Noi siamo i custodi di questa eredità. Guidati ancora una volta da questi 
principi, possiamo affrontare quelle nuove minacce che richiedono sforzi ancora 
maggiori - e ancora maggior cooperazione e comprensione fra le nazioni. 
Inizieremo a lasciare responsabilmente l’Iraq al suo popolo, e a forgiare una 
pace pagata a caro prezzo in Afghanistan. Insieme ai vecchi amici e agli ex 
nemici, lavoreremo senza sosta per diminuire la minaccia nucleare, e allontanare 
lo spettro di un pianeta surriscaldato. Non chiederemo scusa per la nostra 
maniera di vivere, né esiteremo a difenderla, e a coloro che cercano di ottenere 
i loro scopi attraverso il terrore e il massacro di persone innocenti, diciamo 
che il nostro spirito è più forte e non potrà essere spezzato. Non riuscirete a 
sopravviverci, e vi sconfiggeremo. 
Perché sappiamo che il nostro multiforme retaggio è una forza, non una 
debolezza: siamo un Paese di cristiani, musulmani, ebrei e indù - e di non 
credenti; scolpiti da ogni lingua e cultura, provenienti da ogni angolo della 
terra. E dal momento che abbiamo provato l’amaro calice della guerra civile e 
della segregazione razziale, per emergerne più forti e più uniti, non possiamo 
che credere che odi di lunga data un giorno scompariranno; che i confini delle 
tribù un giorno si dissolveranno; che mentre il mondo si va facendo più piccolo, 
la nostra comune umanità dovrà venire alla luce; e che l’America dovrà svolgere 
un suo ruolo nell’accogliere una nuova era di pace. 

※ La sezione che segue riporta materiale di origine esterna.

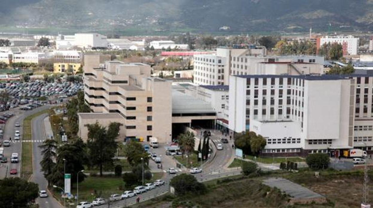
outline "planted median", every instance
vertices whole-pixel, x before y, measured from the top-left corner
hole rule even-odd
[[[33,119],[44,113],[47,113],[49,109],[44,110],[30,115],[23,119],[22,140],[31,140],[32,137],[31,131],[31,121]],[[29,180],[32,174],[32,143],[22,143],[22,156],[21,160],[21,178]]]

Al mondo islamico diciamo di voler cercare una nuova via di progresso, basato 
sull’interesse comune e sul reciproco rispetto. A quei dirigenti nel mondo che 
cercano di seminare la discordia, o di scaricare sull’Occidente la colpa dei 
mali delle loro società, diciamo: sappiate che il vostro popolo vi giudicherà in 
base a ciò che siete in grado di costruire, non di distruggere. A coloro che si 
aggrappano al potere grazie alla corruzione, all’inganno, alla repressione del 
dissenso, diciamo: sappiate che siete dalla parte sbagliata della Storia; ma che 
siamo disposti a tendere la mano se sarete disposti a sciogliere il pugno. 

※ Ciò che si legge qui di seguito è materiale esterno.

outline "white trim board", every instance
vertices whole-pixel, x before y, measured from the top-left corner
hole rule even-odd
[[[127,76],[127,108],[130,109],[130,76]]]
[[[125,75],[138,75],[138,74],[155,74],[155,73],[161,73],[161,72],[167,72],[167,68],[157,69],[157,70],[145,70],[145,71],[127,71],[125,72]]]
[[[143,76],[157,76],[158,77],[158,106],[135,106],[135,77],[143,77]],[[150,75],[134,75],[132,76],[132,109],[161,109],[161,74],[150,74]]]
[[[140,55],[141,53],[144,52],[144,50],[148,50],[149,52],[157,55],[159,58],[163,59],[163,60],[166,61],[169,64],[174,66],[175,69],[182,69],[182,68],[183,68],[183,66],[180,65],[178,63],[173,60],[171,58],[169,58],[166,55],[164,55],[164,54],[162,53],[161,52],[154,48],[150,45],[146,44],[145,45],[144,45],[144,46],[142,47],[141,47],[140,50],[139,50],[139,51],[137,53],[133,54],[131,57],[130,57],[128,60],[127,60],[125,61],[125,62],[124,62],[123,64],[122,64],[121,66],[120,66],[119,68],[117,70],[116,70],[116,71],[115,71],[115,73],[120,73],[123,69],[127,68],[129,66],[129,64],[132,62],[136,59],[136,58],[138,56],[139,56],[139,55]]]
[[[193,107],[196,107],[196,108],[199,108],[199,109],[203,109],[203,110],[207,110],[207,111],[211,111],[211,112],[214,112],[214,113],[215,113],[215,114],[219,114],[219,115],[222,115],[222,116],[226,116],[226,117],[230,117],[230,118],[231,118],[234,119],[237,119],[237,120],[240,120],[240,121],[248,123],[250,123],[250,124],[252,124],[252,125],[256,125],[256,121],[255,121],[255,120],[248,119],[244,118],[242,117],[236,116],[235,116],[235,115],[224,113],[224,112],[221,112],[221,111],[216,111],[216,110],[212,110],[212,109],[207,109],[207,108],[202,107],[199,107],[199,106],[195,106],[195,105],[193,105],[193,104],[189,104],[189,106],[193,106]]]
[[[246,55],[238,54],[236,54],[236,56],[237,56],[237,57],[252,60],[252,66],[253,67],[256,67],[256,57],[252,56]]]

Ai popoli dei Paesi poveri, diciamo di volerci impegnare insieme a voi per far 
rendere le vostre fattorie e far scorrere acque pulita; per nutrire i corpi e le 
menti affamate. E a quei Paesi che come noi hanno la fortuna di godere di una 
relativa abbondanza, diciamo che non possiamo più permetterci di essere 
indifferenti verso la sofferenza fuori dai nostri confini; né possiamo consumare 
le risorse del pianeta senza pensare alle conseguenze. Perché il mondo è 
cambiato, e noi dobbiamo cambiare insieme al mondo. 
Volgendo lo sguardo alla strada che si snoda davanti a noi, ricordiamo con umile 
gratitudine quei coraggiosi americani che in questo stesso momento pattugliano 
deserti e montagne lontane. Oggi hanno qualcosa da dirci, così come il sussurro 
che ci arriva lungo gli anni dagli eroi caduti che riposano ad Arlington: 
rendiamo loro onore non solo perché sono custodi della nostra libertà, ma perché 
rappresentano lo spirito di servizio, la volontà di trovare un significato in 
qualcosa che li trascende. Eppure in questo momento - un momento che segnerà una 
generazione - è precisamente questo spirito che deve animarci tutti. 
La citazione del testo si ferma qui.